Georgie Frost of Share Radio recently had an interesting chat with Rune Sovndahl CEO of Fantastic Services on her live show “Consuming Issues”. They talked about the reasons that British people hire a cleaner, and why a large percentage of those that do don’t tell their family and friends about it.
New research has revealed, that a third of UK households employ someone to help out with domestic chores. So are we a lazy nation, or just more discerning about how we spend our free time? According to Rune, nowadays we lead busier lives and it’s inevitable that we’re paying for help around the home. He explains that “it isn’t about laziness; it’s about people wanting to get more out of their lives. Nobody has enough time in London. You go to the gym, have hobbies, work and have children. There are so many things to do, go to the theatre, go to the cinema, really enjoying your life. Then taking 4-6 hours a week to clean, it’s quite a lot. It’s almost like a full working day. It’s about our customers getting more out of life, getting things done and not worrying about them.”
Another poll revealed that two-thirds of us hire a cleaner won’t admit it. Rune believes that it’s because so many of us feel like it is a luxury, when what we need to do is realise that our time is precious. However he explains that “people are starting to accept that in order to function at a high-performance level, then you need to outsource some of those things that you’re not so good at.”

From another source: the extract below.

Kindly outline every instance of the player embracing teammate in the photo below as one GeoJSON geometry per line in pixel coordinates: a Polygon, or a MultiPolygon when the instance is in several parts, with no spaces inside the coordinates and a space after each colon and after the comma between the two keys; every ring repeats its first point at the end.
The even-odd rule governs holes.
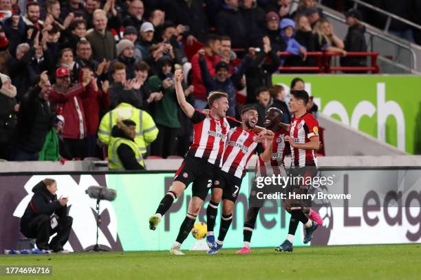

So, how do you go about finding a good cleaner that you can reply on? Well, Rune thinks part of this is that it’s important to have different ways to give feedback to them. He’s found that some clients are uncomfortable when it comes to giving direct feedback, so Fantastic Services enable clients to give feedback to their cleaner and the company as well, about what does and doesn’t work for them. He also explains that it’s about trust, “because you’re letting someone into your home – whose going to be looking at your things, whose going to be moving your things around, arranging your books and putting your things up.”